What is a vegan diet? The Difference Between Vegan and Vegetarian

The Difference Between Vegan and Vegetarian

We have been working on vegan anda bhurji for over eight-nine months. And whenever we have had a trail, where people from media and academia were present, most of them didn’t really know what vegan means. And many of them advised us to put vegetarian on our packaging because Indians don’t relate much with term vegan and in fact get confused whether it contains meat or eggs in any form.

That’s why education on such terms becomes important. Terms like vegan, vegetarian and plant-based are used many times to mean the same things but the fact is that they are considerably different in their meanings.

To understand “The Difference Between Vegan and Vegetarian “, first we must define them. 

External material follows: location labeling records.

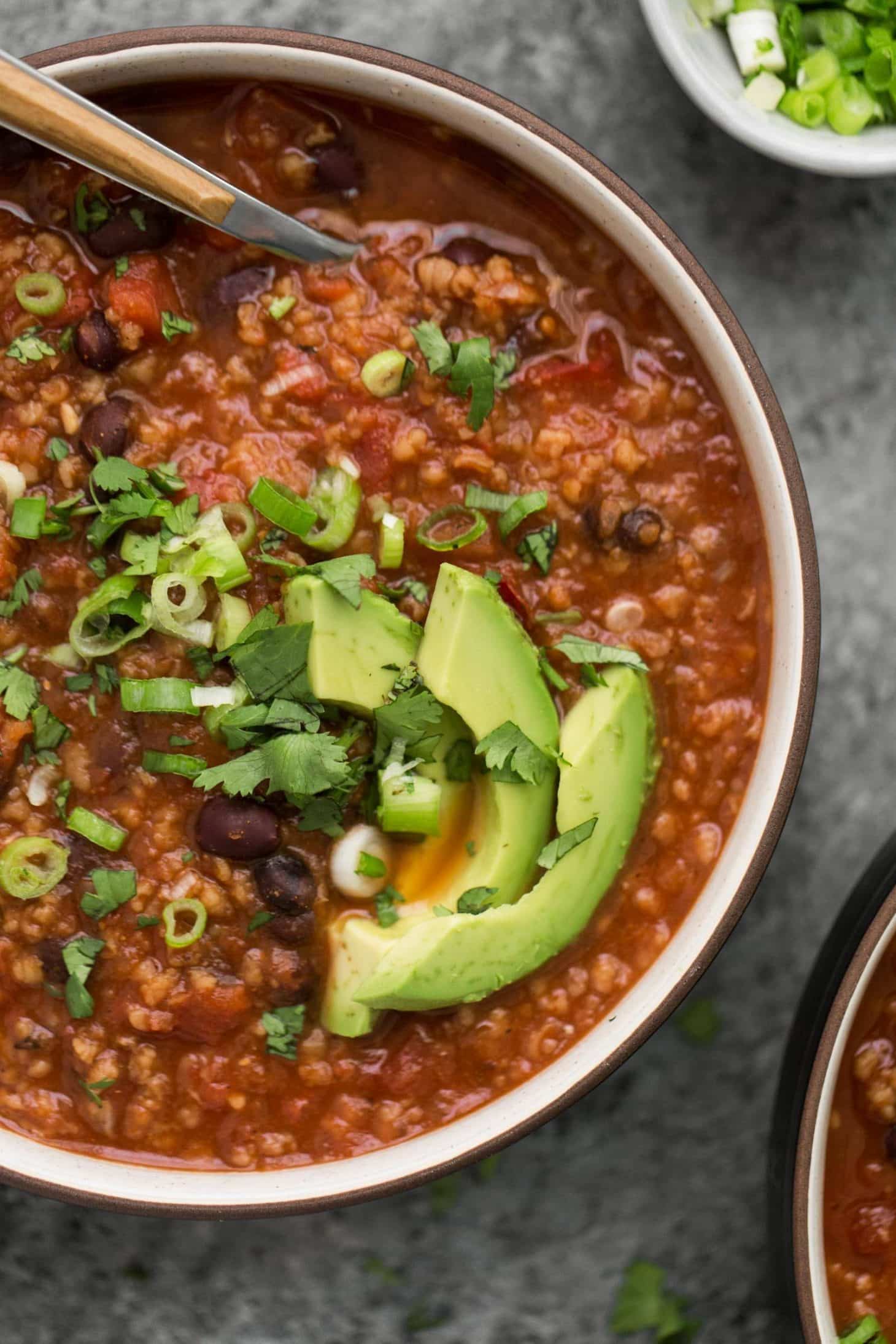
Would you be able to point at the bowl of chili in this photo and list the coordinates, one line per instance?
(833, 1189)
(541, 427)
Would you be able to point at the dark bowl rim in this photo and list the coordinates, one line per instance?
(859, 930)
(113, 44)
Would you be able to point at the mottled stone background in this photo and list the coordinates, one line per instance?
(666, 1161)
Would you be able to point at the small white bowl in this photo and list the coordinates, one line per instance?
(701, 61)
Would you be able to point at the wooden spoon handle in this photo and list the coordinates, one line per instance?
(46, 112)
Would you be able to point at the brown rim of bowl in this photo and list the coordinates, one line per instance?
(808, 558)
(812, 1105)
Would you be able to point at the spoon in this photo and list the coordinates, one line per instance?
(45, 110)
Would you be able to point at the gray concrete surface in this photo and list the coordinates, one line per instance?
(666, 1161)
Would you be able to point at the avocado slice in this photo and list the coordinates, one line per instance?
(480, 663)
(355, 652)
(609, 741)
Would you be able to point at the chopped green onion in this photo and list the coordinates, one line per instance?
(174, 762)
(27, 518)
(849, 105)
(184, 908)
(41, 293)
(91, 633)
(231, 620)
(282, 507)
(336, 499)
(409, 804)
(180, 617)
(31, 867)
(237, 512)
(387, 373)
(392, 542)
(96, 828)
(158, 695)
(520, 510)
(450, 517)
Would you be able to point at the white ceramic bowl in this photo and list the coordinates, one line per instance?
(158, 55)
(703, 64)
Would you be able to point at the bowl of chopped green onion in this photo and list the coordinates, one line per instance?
(812, 85)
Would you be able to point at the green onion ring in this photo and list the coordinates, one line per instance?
(184, 906)
(41, 293)
(441, 515)
(241, 514)
(31, 867)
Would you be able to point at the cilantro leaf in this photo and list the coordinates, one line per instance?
(590, 651)
(434, 347)
(80, 956)
(538, 547)
(20, 593)
(112, 889)
(172, 324)
(282, 1026)
(699, 1021)
(474, 901)
(562, 844)
(19, 691)
(274, 662)
(385, 906)
(29, 349)
(512, 757)
(344, 574)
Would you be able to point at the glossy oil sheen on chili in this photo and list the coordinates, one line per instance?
(233, 365)
(860, 1171)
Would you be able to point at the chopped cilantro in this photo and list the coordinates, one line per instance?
(589, 651)
(368, 866)
(20, 593)
(344, 574)
(91, 209)
(474, 901)
(538, 547)
(80, 956)
(112, 889)
(95, 1091)
(562, 844)
(512, 757)
(29, 349)
(458, 761)
(19, 690)
(202, 662)
(699, 1021)
(172, 324)
(282, 1027)
(644, 1304)
(386, 911)
(281, 306)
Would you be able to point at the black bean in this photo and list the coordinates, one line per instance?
(107, 428)
(640, 528)
(237, 288)
(285, 883)
(15, 151)
(97, 342)
(339, 168)
(54, 967)
(137, 225)
(292, 929)
(237, 828)
(468, 252)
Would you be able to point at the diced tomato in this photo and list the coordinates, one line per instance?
(515, 601)
(143, 293)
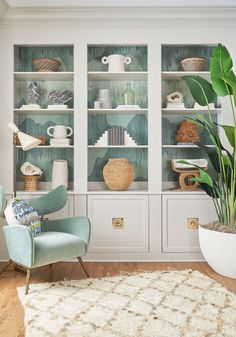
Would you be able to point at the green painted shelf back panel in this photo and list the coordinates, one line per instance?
(97, 159)
(173, 54)
(44, 158)
(170, 125)
(45, 88)
(136, 126)
(25, 54)
(138, 55)
(116, 89)
(178, 153)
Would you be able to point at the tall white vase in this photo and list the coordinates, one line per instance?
(60, 173)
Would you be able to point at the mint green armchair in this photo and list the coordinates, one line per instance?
(60, 239)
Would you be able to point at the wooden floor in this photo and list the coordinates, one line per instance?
(12, 314)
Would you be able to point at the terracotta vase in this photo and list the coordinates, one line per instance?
(118, 174)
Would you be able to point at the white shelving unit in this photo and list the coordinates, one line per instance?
(122, 76)
(176, 75)
(44, 76)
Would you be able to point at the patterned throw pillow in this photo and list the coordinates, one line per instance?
(20, 212)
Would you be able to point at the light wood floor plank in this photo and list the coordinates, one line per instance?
(11, 311)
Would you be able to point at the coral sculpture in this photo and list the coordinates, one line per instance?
(59, 96)
(33, 93)
(188, 132)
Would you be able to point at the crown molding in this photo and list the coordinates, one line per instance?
(3, 9)
(94, 16)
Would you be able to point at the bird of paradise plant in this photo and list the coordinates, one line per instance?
(223, 158)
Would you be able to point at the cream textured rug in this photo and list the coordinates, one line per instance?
(149, 304)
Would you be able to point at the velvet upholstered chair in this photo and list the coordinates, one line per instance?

let’s take a look at what these terms mean and who all come under their purview and who don’t.

Vegetarianism

There are multiple definitions out there in the market as per people’s choice and convenience. There are fish-eating vegetarians, there are egg-eating vegetarians and there are occasional vegetarians.

Here, we would go by the definition of Vegetarian Society.

As per Vegetarian The Vegetarian Society, “a vegetarian is someone who does not eat the products or byproducts of animal slaughter in any form.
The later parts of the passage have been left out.